Common Lisp is another language in which this should be possible. Common Lisp allows you to run arbitrary code at compile-time, and that code is allowed to modify the language syntax (*READTABLE*, SET-MACRO-CHARACTER, etc). So code could make itself syntactically invalid on Fridays by changing the language syntax depending on the day of the week.

This goes beyond mere Lisp macros, in that ordinary Lisp macro invocations still look like Lisp lists, while with this you can make arbitrary changes to the syntax, you could even make Common Lisp look like Pascal (if you really wanted to)

The designers of Scheme intentionally left this feature out (which was also found in some of Common Lisp’s ancestors, such as Maclisp), but some Scheme implementations/descendants included it anyway (as an extension), such as Racket, Guile and Chicken Scheme.

i can do something like this with macros in pike:

the following code produces a syntax error if the time is less than 10 seconds after a full minute.

    #define T __TIME__  
    #if T[6]-48
      #define X 1
    #else
      #define X /
    #endif

    void main()
    {
      write("%d, %c, %O\n", X, T[6], T);
    }
Bash parses as it runs so something as simple as this works

  if [ $(date +%u) -ne 5 ]
  then
    exit
  fi
  (
Bash even reads the file as it goes, so if you run a "long-running" script (a sleep is enough), edit far enough down, and write the file again, the previously started bash will end up running the new content once it gets up to reading where the change happened.
You can exploit it do distinguish whenever script is `curl | bash`'ed.

Add `sleep 1`, and detect pause on server. Then, if pause detected - serve attack payload. If not - somebody is careful enough to download and audit, so serve just the script.

You could check syntax of the whole file (even the unreachable parts) with the -n option.

But that's not bulletproof; consider this code (adapted from <https://hal.archives-ouvertes.fr/hal-01513750/document>):

  if [ $(date +%u) -eq 5 ]
  then
      alias maybe=''
  else
      alias maybe=:
  fi
  maybe for x in; do :; done
"sh -n" always reports syntax error, even thought the script syntax is correct on Fridays.
It is formally proven that Perl can't be parsed!
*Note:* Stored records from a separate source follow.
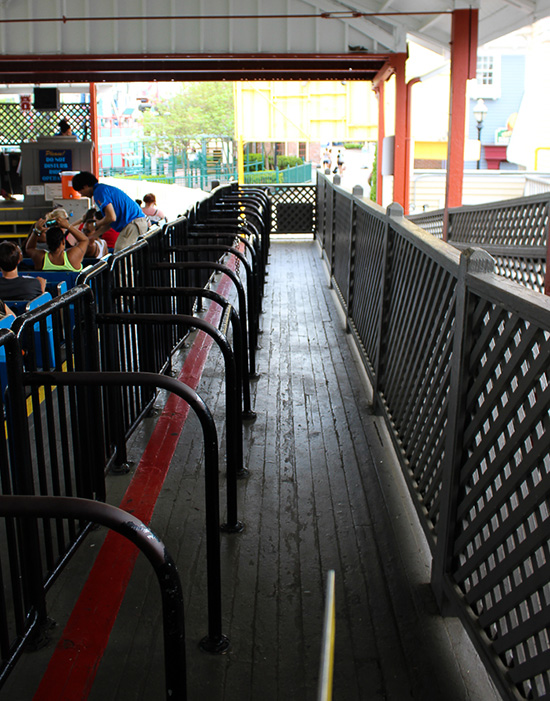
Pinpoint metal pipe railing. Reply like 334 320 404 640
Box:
24 372 229 653
0 496 187 701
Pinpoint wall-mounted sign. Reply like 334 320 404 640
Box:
25 185 44 195
38 148 73 183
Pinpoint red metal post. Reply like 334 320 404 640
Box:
443 9 478 240
90 83 99 178
393 54 409 207
403 78 420 214
375 81 386 205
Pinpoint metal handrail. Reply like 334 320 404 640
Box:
0 496 187 701
24 372 229 652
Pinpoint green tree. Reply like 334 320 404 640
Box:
142 82 234 148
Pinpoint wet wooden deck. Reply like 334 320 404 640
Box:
0 241 499 701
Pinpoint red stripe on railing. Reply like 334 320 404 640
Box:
33 266 237 701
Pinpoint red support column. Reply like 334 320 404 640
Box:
443 9 478 240
403 78 420 214
393 54 409 207
375 81 386 205
90 83 99 178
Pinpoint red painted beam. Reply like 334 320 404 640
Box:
0 52 390 83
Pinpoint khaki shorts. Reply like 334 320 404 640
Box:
114 217 149 253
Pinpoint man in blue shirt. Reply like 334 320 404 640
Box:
73 170 148 253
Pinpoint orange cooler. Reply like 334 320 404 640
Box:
59 170 80 200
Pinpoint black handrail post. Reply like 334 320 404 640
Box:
431 249 494 615
5 332 49 637
25 372 229 654
0 496 187 701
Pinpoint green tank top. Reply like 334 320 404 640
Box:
42 251 82 273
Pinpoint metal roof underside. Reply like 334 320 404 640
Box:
0 0 550 83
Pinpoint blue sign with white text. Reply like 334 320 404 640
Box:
38 148 73 183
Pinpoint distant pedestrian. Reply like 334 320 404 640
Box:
142 192 166 224
336 149 345 175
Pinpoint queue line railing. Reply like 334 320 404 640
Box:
408 192 550 294
317 171 550 699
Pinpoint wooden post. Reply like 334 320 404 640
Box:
432 248 495 615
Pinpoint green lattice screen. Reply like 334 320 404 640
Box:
0 102 91 147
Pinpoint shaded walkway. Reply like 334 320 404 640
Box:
0 242 499 701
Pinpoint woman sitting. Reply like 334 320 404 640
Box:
26 213 89 272
81 218 109 258
0 299 15 319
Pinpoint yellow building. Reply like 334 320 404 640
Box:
235 80 378 163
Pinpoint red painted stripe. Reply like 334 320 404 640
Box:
33 266 237 701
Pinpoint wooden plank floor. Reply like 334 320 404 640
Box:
0 241 500 701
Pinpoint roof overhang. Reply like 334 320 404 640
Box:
0 52 395 83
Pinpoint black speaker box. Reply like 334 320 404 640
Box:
34 88 59 112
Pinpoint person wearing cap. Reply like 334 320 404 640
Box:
73 170 148 253
57 119 73 136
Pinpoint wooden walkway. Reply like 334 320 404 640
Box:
0 241 500 701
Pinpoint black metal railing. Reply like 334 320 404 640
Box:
409 193 550 294
0 187 270 698
317 171 550 699
0 495 187 701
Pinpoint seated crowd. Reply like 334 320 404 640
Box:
0 171 165 317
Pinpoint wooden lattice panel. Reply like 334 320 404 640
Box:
449 201 548 246
453 298 550 699
379 230 462 536
270 185 316 234
407 209 443 239
0 103 92 146
349 208 386 382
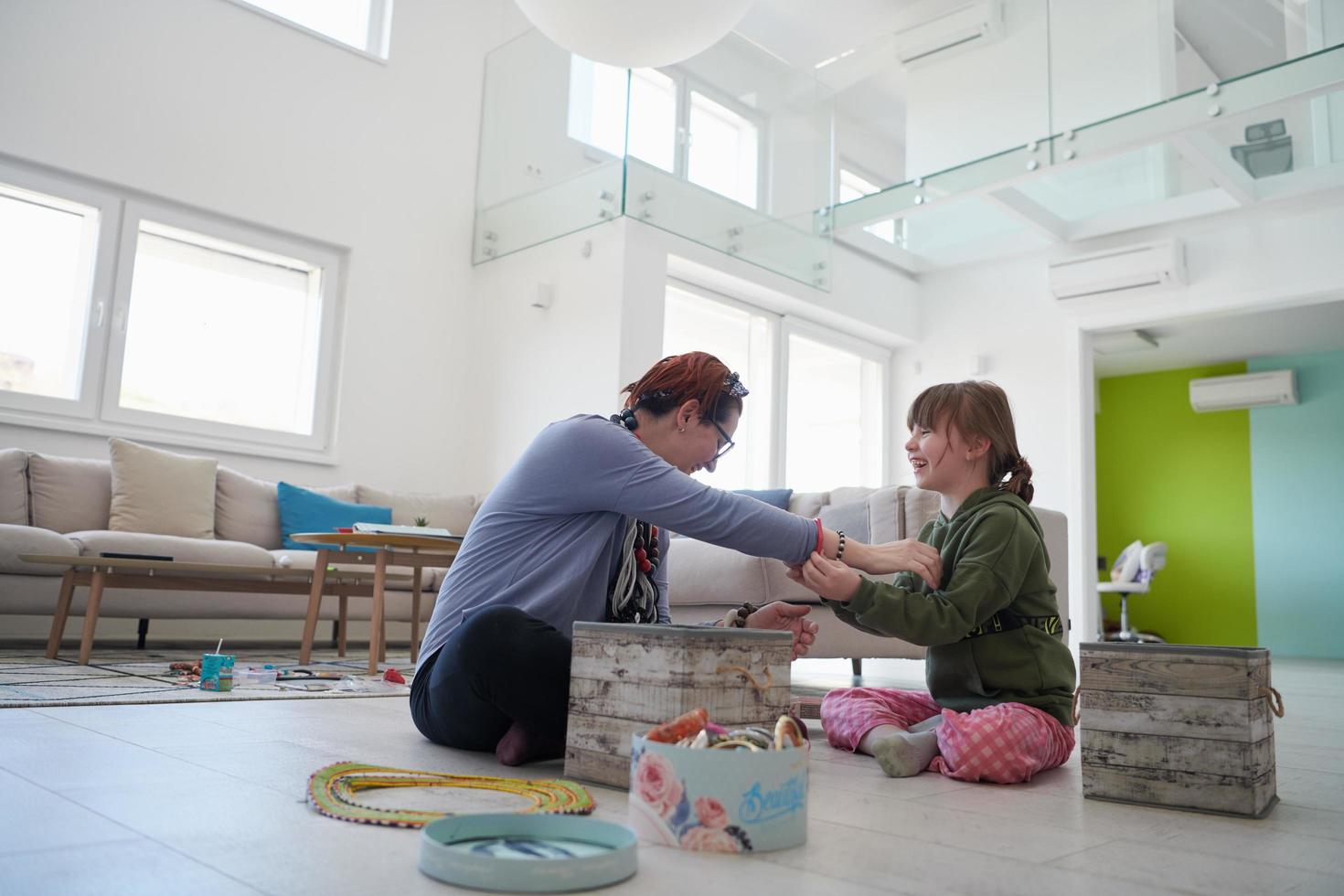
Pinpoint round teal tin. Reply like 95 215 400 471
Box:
420 814 638 893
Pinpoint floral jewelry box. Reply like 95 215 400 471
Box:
629 735 807 853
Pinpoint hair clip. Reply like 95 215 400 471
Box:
723 371 752 398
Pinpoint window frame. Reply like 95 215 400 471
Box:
0 157 348 464
229 0 394 66
0 158 123 426
666 275 894 489
777 315 891 487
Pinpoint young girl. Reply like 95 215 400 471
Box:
790 381 1075 784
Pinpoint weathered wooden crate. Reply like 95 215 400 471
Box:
564 622 793 788
1078 642 1278 818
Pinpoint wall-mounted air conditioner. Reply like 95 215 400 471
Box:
1050 240 1186 298
892 0 1004 69
1189 371 1297 414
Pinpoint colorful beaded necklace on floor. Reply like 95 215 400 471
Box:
308 762 594 827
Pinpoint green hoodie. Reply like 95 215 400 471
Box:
824 487 1075 727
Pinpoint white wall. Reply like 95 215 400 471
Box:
463 218 919 487
0 0 517 492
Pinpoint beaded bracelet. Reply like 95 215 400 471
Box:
723 603 761 629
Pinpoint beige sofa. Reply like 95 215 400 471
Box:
0 449 1069 658
0 449 480 638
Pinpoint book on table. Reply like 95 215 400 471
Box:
354 523 458 539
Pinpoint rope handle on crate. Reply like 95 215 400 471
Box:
714 667 774 696
1259 685 1284 719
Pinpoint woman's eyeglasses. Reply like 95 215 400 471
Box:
709 421 737 462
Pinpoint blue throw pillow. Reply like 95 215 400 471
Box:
275 482 392 550
735 489 793 510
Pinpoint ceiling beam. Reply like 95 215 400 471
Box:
986 187 1069 243
1167 131 1259 206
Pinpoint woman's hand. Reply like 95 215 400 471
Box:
747 601 818 659
787 550 861 602
844 539 942 590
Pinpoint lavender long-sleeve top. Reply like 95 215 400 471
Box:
421 415 817 656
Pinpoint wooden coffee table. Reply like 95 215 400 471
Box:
289 532 463 672
19 553 410 665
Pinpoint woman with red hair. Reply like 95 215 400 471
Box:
410 352 940 765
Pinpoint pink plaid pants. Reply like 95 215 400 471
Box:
821 688 1074 784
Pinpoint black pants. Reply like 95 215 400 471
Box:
411 607 571 750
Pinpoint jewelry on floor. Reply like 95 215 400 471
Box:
308 762 594 827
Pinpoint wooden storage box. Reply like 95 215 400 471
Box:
564 622 793 788
1078 642 1282 818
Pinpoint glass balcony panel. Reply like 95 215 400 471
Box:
1016 144 1216 221
473 31 630 262
473 32 832 289
1048 0 1344 127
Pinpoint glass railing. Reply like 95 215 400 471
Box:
475 0 1344 276
473 31 832 289
833 46 1344 272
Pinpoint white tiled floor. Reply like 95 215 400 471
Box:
0 661 1344 896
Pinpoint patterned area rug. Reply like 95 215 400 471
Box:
0 647 415 707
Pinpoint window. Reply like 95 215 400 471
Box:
0 184 98 401
687 90 761 208
784 328 886 492
567 57 762 208
663 281 890 492
0 164 340 461
840 168 896 246
117 220 321 435
234 0 392 59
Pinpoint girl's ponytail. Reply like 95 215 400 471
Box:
998 454 1036 504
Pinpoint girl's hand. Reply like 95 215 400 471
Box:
747 601 820 659
789 550 861 602
846 539 942 589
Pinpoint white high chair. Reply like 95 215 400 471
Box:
1097 541 1167 644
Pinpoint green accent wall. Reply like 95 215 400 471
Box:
1097 363 1256 646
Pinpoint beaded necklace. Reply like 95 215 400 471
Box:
308 762 594 827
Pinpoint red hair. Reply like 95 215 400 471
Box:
621 352 746 423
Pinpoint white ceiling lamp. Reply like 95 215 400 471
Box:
514 0 752 69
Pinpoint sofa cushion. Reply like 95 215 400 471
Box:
357 485 481 535
867 485 901 544
69 529 275 567
818 498 872 544
108 439 219 539
0 449 29 525
28 454 112 532
277 482 392 550
215 466 355 550
0 523 80 575
789 492 830 517
734 489 793 510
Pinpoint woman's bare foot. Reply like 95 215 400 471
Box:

https://www.perlmonks.org/index.pl?node_id=663393

It can be externally parsed with ambiguities. The article is written by someone who authored such a parsing toolkit about three years later. Despite what you may have learnt, an ambiguous parse tree is still a useful thing to have, we can build tools taking it into account, also most existing tools can be modified in a straightforward fashion to make use of the extra nodes.

The real Perl parser disambiguates with heuristics and run-time hints.

There exists an unambiguous subset of Perl syntax that is expressible with a BNF grammar, and such is amenable to all parsers. http://p3rl.org/standard#DESCRIPTION

Yeah, I always found the linked post to not be all that serious about it anyway, just a funny, satisfying hacker thing.
It has been said that "the Perl compiler is based on yacc, lex, smoke, and mirrors."